Guess I had a reluctance to move away from that which is familiar to me as JavaScript development has never been my favorite language though times are starting to change! I have made the move now to Chrome not only because the debugger is much nicer but for CRM there a number of great Chrome extensions to help increase my productivity and I never liked having to switch across different browsers just to develop in CRM. Every browser has its own nuances especially when working with Dynamics 365 so the less browsers I have to use the better!!.

Chrome Debugger Broken

Unfortunately, I was caught out by an issue recently which frustrated my adoption of it. I’m unsure of the cause is down to CRM, Chrome or a combination but when trying to debug some code Chrome would not highlight the line both when it went to the break point and afterwards when trying to step through the code. It only happened when I included this line within a HTML web resource.

<script src="ClientGlobalContext.js.aspx" type="text/javascript"&gt;</script&gt;

Yet the IE debugger worked fine and as expected (makes a change!).

Here is what it looked like!

Not working the code line is not highlighted

Then we remove the JS include and everything is fine:

Current line is highlighted in Chrome debugger

Ar first I thought a workaround was to place the code in a separate JS file. That works fine for when calling functions in that library but if the web resource has JS code within it too that you need to step-through you are out of luck my friend.

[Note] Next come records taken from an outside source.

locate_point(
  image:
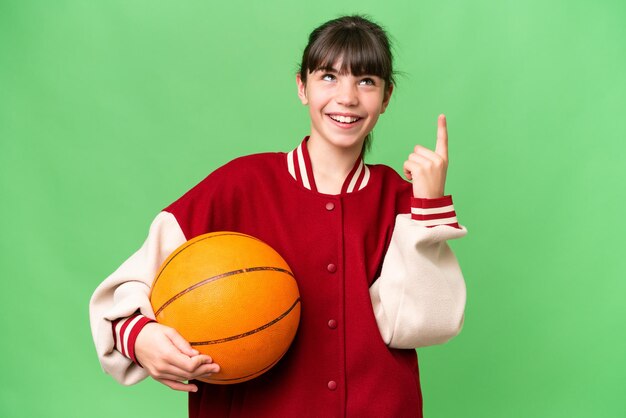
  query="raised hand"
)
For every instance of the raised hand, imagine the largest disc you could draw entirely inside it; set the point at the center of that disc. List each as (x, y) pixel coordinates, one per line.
(169, 358)
(427, 169)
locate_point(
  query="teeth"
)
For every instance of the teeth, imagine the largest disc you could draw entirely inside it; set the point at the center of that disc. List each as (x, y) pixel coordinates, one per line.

At time of writing I don’t have an older VM available to test but I am sure this issue only occurs in the following scenario:

D365 Online v9.1.0.9228 + Chrome (v77.0.3865.90) + HMTL Web Resource and trying to include the Global Context library.

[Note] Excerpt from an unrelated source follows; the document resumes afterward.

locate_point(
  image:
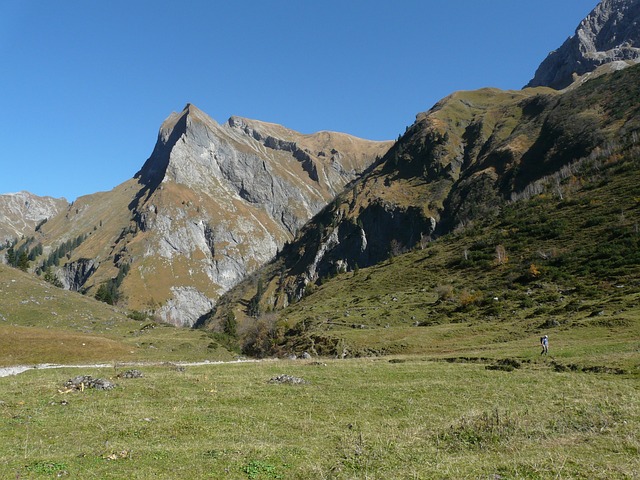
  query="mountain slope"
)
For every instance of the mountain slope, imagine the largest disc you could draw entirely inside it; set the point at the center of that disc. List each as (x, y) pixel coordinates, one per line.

Otherwise how would anyone be able to debug there web resource code using Chrome if the JavaScript is inline with the HTML? Then the light bulb moment finally arrived… it would be highly unlikely in a real world scenario that it would be done this way in first place! If you look at the SDK samples (E.g. JavaScriptRESTDataOperations) the HTML web resource has no inline script it is all done via other libraries namely

  • SDK.REST.js
  • JavaScriptRESTDataOperationsSample.js

Plus, now that I come to think about it I have always avoided inline JS code where possible and favored reusable / encapsulated code within appropriate libraries.

What’s the lesson

I have spent a serious amount of time trying to understand a problem, that is highly unlikely to ever actually be a damn problem in the first place. Well done me! Take a bow Antony Grrr.